--- a/text/appendixes/famodiff.tex Sun Sep 25 22:13:07 2011 -0600
+++ b/text/appendixes/famodiff.tex Sun Sep 25 22:31:22 2011 -0600
@@ -49,9 +49,9 @@
\end{enumerate}
\end{lemma}
-Note: We will prove a version of item 4 of Lemma \ref{basic_adaptation_lemma} for topological
-homeomorphisms in Lemma \ref{basic_adaptation_lemma_2} below.
-Since the proof is rather different we segregate it to a separate lemma.
+%Note: We will prove a version of item 4 of Lemma \ref{basic_adaptation_lemma} for topological
+%homeomorphisms in Lemma \ref{basic_adaptation_lemma_2} below.
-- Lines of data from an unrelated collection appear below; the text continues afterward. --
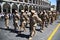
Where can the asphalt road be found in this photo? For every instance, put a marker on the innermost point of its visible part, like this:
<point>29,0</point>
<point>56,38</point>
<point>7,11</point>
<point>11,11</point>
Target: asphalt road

+%Since the proof is rather different we segregate it to a separate lemma.
\begin{proof}
Our homotopy will have the form
@@ -221,6 +221,8 @@
% Edwards-Kirby: MR0283802
+\noop { %%%%%% begin \noop %%%%%%%%%%%%%%%%%%%%%%%
+
The above proof doesn't work for homeomorphisms which are merely continuous.
The $k=1$ case for plain, continuous homeomorphisms
is more or less equivalent to Corollary 1.3 of \cite{MR0283802}.
@@ -346,12 +348,12 @@
\end{proof}
-
+} %%%%%% end \noop %%%%%%%%%%%%%%%%%%%
\begin{lemma} \label{extension_lemma_c}
Let $\cX_*$ be any of $C_*(\Maps(X \to T))$ or singular chains on the
subspace of $\Maps(X\to T)$ consisting of immersions, diffeomorphisms,
-bi-Lipschitz homeomorphisms, PL homeomorphisms or plain old continuous homeomorphisms.
+bi-Lipschitz homeomorphisms, or PL homeomorphisms.
Let $G_* \subset \cX_*$ denote the chains adapted to an open cover $\cU$
of $X$.
Then $G_*$ is a strong deformation retract of $\cX_*$.
@@ -359,7 +361,7 @@
\begin{proof}
It suffices to show that given a generator $f:P\times X\to T$ of $\cX_k$ with
$\bd f \in G_{k-1}$ there exists $h\in \cX_{k+1}$ with $\bd h = f + g$ and $g \in G_k$.
-This is exactly what Lemma \ref{basic_adaptation_lemma} (or \ref{basic_adaptation_lemma_2})
+This is exactly what Lemma \ref{basic_adaptation_lemma}
gives us.
More specifically, let $\bd P = \sum Q_i$, with each $Q_i\in G_{k-1}$.
Let $F: I\times P\times X\to T$ be the homotopy constructed in Lemma \ref{basic_adaptation_lemma}.